Friday, January 18, 2013

Funded and 1st Bonus Goal Reached

We hit our bonus goal so we will publish the Heart of the Razor (4 new adventures by Richard Pett, Owwen KC Stephens, Gary McBride, and Tom Knauss). The PDF of these adventures will be added to all the pledge levels at or above $150 and softcover print books will be added to all the pledge levels at or above $250.

All pledges may add on the Heart of the Razor Print Book w/ PDF for an additional $40 or the PDF only for an additional $20. You can specify on the survey what any additional funds to your pledge are for.

New Bonus Goals

At $82,500 we will publish the player's guide as a hardcover book.

At $85,000 we will publish the Heart of the Razor as a hardcover book.

At $87,500 we will print and publish Fire As She Bears. Roughly 48-60 full color page softcover book, this complete subsystem of ship-to-ship combat can be added to any pledge for an additional $15. 

At $90,000 we will create the D20Pro maps and the Hero Lab data files for Razor Coast. More to come on this goal.

Thank you again to our backers!

From the Words of Lou

We funded -- and made the first stretch goal the same day! I'm overjoyed. The 4 adventures in Heart of the Razor are top notch by great writers. Tons of fun, ahead.

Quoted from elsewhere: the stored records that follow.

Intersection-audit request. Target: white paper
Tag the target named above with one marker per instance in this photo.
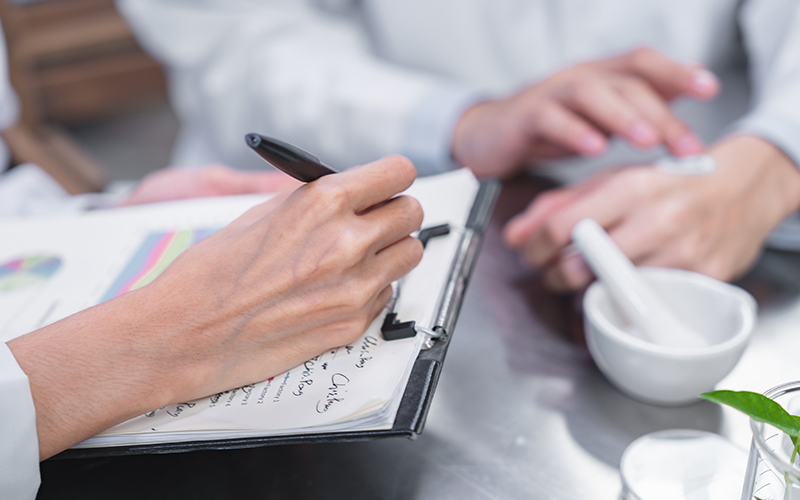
(53, 267)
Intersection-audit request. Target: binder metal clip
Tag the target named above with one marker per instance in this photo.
(393, 328)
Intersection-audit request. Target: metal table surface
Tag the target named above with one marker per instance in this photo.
(521, 411)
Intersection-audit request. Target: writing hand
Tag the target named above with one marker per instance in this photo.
(286, 281)
(714, 224)
(574, 111)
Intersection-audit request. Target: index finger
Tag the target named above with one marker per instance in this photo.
(669, 77)
(373, 183)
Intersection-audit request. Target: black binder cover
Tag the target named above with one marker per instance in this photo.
(413, 410)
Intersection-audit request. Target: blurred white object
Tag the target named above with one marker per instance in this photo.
(682, 464)
(354, 80)
(689, 165)
(642, 307)
(724, 314)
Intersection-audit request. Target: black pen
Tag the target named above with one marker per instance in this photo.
(289, 159)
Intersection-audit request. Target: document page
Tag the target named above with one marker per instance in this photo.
(51, 267)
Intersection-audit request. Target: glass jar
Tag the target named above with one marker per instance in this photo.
(773, 470)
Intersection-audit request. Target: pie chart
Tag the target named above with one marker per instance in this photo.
(27, 271)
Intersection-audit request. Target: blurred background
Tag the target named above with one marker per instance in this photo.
(89, 96)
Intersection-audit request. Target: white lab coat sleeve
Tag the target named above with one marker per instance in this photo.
(19, 443)
(771, 34)
(291, 69)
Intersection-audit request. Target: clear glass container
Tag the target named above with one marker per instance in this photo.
(773, 473)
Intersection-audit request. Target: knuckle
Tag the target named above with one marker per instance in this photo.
(544, 116)
(412, 209)
(584, 93)
(329, 192)
(642, 57)
(687, 253)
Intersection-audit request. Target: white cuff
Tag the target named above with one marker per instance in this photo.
(19, 443)
(783, 132)
(429, 130)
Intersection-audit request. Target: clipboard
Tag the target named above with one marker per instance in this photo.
(418, 395)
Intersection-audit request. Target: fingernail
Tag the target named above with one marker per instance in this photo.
(592, 143)
(704, 83)
(642, 133)
(687, 144)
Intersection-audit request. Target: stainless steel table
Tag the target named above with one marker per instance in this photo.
(521, 411)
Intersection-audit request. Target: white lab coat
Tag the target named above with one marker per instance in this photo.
(352, 80)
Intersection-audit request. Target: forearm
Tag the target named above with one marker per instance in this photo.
(92, 370)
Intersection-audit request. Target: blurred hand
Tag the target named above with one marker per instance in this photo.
(215, 180)
(575, 110)
(714, 224)
(284, 282)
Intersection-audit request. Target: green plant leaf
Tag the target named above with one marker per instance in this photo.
(758, 407)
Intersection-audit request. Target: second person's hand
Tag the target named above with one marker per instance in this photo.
(574, 111)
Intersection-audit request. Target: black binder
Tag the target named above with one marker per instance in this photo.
(410, 419)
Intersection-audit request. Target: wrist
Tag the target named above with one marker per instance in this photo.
(753, 166)
(89, 372)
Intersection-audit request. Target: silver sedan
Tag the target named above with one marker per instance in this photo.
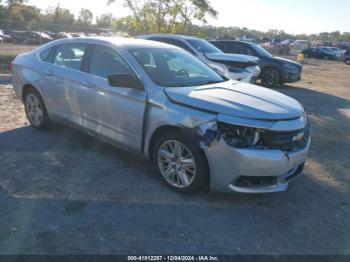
(164, 104)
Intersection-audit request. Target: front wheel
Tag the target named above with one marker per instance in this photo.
(35, 109)
(181, 163)
(270, 77)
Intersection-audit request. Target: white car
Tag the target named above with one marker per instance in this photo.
(232, 66)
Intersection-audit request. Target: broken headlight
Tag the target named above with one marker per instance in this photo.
(239, 136)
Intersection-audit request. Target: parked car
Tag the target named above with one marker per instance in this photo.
(318, 53)
(163, 103)
(274, 70)
(333, 50)
(30, 37)
(59, 35)
(236, 67)
(78, 34)
(346, 57)
(301, 44)
(5, 37)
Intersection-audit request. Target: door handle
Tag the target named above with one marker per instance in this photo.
(48, 73)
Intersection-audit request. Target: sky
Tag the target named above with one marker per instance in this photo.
(292, 16)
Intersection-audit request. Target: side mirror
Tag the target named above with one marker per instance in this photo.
(124, 80)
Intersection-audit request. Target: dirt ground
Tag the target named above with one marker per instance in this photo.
(62, 192)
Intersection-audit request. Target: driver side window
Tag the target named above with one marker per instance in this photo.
(106, 61)
(70, 56)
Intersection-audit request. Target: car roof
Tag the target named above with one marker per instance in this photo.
(233, 41)
(117, 41)
(183, 37)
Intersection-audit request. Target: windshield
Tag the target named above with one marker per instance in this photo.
(203, 46)
(261, 51)
(174, 67)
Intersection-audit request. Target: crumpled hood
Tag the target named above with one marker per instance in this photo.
(238, 99)
(232, 58)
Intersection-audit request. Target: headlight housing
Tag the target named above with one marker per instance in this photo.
(240, 136)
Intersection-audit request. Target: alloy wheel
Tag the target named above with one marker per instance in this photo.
(34, 109)
(176, 164)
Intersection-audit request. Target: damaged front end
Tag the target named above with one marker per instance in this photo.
(261, 158)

In celebration I want to share one of my favorite opening moments in Razor Coast. It includes one of my favorite lines. Not entirely sure why it's my favorite, actually. There are scenes with more subtle awe. Razor Coast contains more striking, more startling, and more bloody scenes for sure. There are more tender moments, more heroic choices, more ass kickin' moments for sure. But something about this one, one the docs, just _brings_ me there. Cynthia Sheppard illustrated it, which always is a plus in my book, and I think -- in this book.

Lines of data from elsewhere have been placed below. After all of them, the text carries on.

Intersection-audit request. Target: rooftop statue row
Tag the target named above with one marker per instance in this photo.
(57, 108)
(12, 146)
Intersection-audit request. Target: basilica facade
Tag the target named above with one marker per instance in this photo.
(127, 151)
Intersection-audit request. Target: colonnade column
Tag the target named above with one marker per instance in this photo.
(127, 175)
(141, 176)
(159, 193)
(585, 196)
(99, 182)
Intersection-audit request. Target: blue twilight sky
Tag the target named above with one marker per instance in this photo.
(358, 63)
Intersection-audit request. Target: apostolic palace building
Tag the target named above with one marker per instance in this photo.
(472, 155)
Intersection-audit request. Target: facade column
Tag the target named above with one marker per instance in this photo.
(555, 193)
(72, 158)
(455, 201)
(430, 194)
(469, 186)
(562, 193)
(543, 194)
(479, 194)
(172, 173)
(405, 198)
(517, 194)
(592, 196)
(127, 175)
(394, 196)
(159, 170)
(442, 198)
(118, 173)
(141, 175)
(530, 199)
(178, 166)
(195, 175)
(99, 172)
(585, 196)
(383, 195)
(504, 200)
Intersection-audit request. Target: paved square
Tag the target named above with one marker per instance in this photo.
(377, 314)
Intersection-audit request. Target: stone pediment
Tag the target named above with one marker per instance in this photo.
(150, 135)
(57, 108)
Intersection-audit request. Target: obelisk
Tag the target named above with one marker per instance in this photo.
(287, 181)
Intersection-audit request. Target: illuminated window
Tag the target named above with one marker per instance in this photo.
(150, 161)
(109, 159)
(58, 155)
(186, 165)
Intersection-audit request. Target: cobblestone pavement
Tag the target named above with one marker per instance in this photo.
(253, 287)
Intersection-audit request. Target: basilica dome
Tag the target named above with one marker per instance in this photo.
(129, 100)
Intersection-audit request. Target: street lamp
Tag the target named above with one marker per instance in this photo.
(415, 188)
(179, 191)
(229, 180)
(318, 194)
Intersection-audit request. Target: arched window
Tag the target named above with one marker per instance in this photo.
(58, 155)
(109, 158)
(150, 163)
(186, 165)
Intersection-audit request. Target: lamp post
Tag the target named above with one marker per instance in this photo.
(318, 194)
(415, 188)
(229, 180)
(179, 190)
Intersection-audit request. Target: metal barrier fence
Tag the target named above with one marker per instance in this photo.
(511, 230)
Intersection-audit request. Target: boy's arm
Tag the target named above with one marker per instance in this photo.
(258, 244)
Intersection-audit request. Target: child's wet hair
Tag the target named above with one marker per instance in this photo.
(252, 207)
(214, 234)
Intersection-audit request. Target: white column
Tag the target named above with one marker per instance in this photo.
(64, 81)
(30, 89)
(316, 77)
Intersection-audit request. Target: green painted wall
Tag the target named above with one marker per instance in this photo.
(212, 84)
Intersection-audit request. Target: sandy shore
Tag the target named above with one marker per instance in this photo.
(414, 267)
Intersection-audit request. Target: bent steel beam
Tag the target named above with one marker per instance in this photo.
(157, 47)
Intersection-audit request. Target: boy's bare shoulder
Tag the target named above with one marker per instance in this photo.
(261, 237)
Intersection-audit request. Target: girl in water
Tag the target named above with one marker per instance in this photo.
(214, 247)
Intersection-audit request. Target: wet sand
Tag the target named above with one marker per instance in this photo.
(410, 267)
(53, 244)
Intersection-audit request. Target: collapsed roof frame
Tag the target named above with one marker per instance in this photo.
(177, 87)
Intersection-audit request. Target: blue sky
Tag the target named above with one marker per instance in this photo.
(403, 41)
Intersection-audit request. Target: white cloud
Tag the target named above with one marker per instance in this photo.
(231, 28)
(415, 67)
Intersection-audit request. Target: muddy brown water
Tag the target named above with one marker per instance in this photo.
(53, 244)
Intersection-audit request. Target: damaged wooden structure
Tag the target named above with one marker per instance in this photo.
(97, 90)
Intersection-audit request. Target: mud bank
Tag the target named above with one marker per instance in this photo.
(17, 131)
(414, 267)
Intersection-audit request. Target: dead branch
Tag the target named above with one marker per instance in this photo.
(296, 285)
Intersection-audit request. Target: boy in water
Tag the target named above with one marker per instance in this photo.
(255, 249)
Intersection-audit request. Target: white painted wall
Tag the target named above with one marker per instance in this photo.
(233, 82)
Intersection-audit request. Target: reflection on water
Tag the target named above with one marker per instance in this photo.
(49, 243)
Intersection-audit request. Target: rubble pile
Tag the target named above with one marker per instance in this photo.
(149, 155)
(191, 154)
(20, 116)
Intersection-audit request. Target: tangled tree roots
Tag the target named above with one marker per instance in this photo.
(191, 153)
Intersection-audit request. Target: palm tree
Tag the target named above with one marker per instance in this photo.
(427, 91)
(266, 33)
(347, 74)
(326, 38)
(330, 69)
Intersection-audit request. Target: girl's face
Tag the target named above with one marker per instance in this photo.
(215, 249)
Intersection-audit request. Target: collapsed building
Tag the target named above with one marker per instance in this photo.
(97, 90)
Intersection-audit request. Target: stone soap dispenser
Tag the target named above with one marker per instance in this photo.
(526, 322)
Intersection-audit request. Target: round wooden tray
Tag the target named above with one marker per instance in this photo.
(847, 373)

In general, Razor Coast read aloud text remains short and concise. This is one of Nick's longer read alouds. Here's the scene:

Anglers by trade since their long-spent youth, now worn by the waves, a gaggle of grizzled men sit hunkered down on the docks by the gangplank of an old barnacle-crusted fishing sloop. A dozen old men, sprinkled with a few younger fisher folk, huddle around a man of forty or so winters. His eyes quaver and his lips tremble as he launches into his tale:

"We's a ways out. Making hard time. The wind was ‘gainst us, and we’d just passed Beacon Island by the settlin’ in o’ dusk. That’s when the sloop gave a mighty lurch. We hit something, so the captain thought at first, but no… it felt like somethin’, well, like somethin’ hit us! Then the sloop rocked again and the cap’n feared we’d run upon the shoals, but before he could snap an order somethin’ slammed our port side hard. The captain lost his footin’ and tumbled into the deep. Never came out. That’s when I saw it, I did. Blacker than the darkness, blacker than the night’s water around us…”

“Ain’t no such thing…as a black shark,” a young man on the edge of the crowd snaps.

“Night black it were! These eyes been at crow’s nest for thirty years!” The older man snarls in retort.

“Thirty years ago t’were sharp is sure, but not so now you old sea dog. Sun on the water burned out your eyes years ago.” A few laughs answer this retort, but no real mirth flows from them.

“Batten yer hatch. What’s a guppy like yerself know from sharks? It were blacker than the heart of midnight.”

“There be no such thing!” insists the youngster.

A voice, like a knife across stone, cuts the air: “There be a black shark.”

The crowd parts to reveal an ancient man of the sea. His leathery skin stretched over his bones, he raises his right arm to silence the boy’s reply. The arm ends in a cold black iron hook. The old man’s one good hand clutches a wooden crutch, supporting his wracked frame. His leather breeches are cut off at the knees and two gnarled wooden pegs, chipped and scratched from wear, extend from the stumps of what remains of his legs. “There be a black shark.” His voice rasps once more.

A thick silence settles over the crowd then; no one wants to debate the shark’s existence any more. One of the younger fishermen even hazards a glance off the pier as if he expects a dark fin to crest the waves at any moment. With muttered excuses and leave-takings the crowd of fishermen breaks up, leaving the old man alone on the pier, his back to the dock, staring across the roiling sea.

* * *

So say it with me, folks. "There be a black shark!"